For these perfectly relevant reasons, the National Pole Vault Association (N.P.V.A.) worked with the local Concerned Parents’ Safety Society (C.P.S.S) to craft legislation to ban the Stick. Last year, at the height of the Olympic trials, a youth in N. was cruelly cut when splinters from a Sticklet he was using to pole-vault across a kiddie pool entered the webbing between his third and fourth digits of the left hand. A neighbor, the local President of the N.P.V.A., heard this boy’s vapid distress and rushed the youth to the local clinic where emergency technicians extricated the offending material with tweezers. Insurance, it should be said, does not cover “causes other than those attributable to Nature’s own working,” and therefore declined to provide coverage.
The President of the N.P.V.A. thus partnered with the C.P.S.S. to draft legislation, lobby local officials and, through an emergency session of the Representative Town Meeting, marshall votes to pass legislation into law. To great ‘huzzahs’ and ‘sticks and stones break your bones’ thus was banned, vote by vote, the Stick and its derivative Sticklets. The law reads as follows:
“Possession with intent to use a 6’’ to 6’ Stick whose origin is of a Tree and derivative, the Sticklet, is a misdemeanor punishable by up to 4 days imprisonment and/or a fine up to $1,000, or public works for up to 2 months. Possession with intent to distribute is a felony punishable by a minimum of 10 and maximum of 20 days imprisonment.”
This, the Mayor willingly shared with me. I asked: “Sir, have you yet imprisoned anyone for Possession with Intent to Use?” He laughed, and replied with a grin: “No, but it’s sure to catch a cross-section of our populace in trouble!”

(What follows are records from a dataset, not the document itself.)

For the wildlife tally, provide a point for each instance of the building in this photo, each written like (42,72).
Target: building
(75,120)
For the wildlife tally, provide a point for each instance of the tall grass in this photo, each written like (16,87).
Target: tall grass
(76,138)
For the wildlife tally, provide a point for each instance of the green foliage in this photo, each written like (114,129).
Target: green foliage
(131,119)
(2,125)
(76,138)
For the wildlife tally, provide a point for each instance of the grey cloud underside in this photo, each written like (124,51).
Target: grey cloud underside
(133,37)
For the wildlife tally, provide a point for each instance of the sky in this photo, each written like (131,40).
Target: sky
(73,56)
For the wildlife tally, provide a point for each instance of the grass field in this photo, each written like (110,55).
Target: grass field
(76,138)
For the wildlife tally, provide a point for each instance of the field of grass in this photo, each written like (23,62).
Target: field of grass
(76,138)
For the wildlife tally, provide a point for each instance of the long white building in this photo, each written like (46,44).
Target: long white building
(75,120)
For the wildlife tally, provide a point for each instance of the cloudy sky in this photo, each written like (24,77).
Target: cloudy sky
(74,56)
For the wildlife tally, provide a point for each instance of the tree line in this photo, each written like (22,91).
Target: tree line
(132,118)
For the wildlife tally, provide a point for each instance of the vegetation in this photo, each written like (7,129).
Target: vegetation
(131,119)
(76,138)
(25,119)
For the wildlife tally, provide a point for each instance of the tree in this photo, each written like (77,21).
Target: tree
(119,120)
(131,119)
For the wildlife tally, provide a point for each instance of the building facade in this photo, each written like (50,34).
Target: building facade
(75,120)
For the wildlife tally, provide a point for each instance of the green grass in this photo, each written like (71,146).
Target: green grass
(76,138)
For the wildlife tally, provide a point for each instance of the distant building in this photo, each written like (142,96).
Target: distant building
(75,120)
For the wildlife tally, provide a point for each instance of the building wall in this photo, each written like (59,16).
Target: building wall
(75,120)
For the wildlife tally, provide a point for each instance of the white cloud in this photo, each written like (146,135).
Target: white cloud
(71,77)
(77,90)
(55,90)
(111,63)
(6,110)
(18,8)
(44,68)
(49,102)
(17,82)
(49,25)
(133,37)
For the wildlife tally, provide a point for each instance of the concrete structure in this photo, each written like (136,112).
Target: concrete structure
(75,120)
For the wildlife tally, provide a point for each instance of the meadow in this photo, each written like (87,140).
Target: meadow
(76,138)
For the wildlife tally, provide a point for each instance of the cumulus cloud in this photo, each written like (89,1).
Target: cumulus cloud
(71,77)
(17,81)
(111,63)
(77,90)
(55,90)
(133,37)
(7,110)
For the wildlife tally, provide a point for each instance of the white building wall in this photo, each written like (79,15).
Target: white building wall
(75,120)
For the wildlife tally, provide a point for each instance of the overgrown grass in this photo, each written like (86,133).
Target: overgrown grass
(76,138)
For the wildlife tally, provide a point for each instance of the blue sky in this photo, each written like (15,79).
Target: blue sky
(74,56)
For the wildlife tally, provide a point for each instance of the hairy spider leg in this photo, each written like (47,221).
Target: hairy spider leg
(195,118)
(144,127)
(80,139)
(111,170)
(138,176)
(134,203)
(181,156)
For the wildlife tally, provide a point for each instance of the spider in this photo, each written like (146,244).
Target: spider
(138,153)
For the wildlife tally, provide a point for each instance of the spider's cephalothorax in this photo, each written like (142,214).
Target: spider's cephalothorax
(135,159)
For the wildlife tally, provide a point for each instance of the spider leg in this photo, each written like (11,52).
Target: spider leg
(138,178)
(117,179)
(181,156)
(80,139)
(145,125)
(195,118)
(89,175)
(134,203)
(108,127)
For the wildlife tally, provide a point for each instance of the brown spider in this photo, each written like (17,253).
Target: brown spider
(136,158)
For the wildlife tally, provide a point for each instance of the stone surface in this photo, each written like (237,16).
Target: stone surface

The effect of the law is a challenge for an outsider to judge. At first glance, eye injuries are down. Official statistics indicate that manual sports instruments have taken up that slack. Next, with the banning of the stick, parents have moved their young people indoors, so as to minimize contact with these potentially-lethal objects. This has had several positive effects, including reducing youth exposure to potentially-harmful sunlight and increasing the amount of time young people spend consuming media, which supports increased economic activity for online ordering and delivery services. Finally, as the President of the NPVA gleefully pointed out, sales of Pole Vaulting equipment is up, and significantly so, as he’s finally sold the two from the back of his garage at a local garage-sale.
Ultimately, I leave the Town of N. with more than a little consternation, but with an understanding that kids, today, are subject to a great many things that kids of my 1980s were not. For one thing, Stick Safety Education was a part of our required kindergarten curriculum, along with Tree Climbing. Thus passed, we were allowed one hour of stick-time, in the garden, partially supervised, per day. I offer this as a parting opportunity for those parents seeking an alternative to the banning of the Stick, Rock, Hammer and Nail, or any other of the things that parents are deciding to keep away from their young people. After all, who is to say that, at some juncture, we won’t have a need to once again pick up our sticks and play?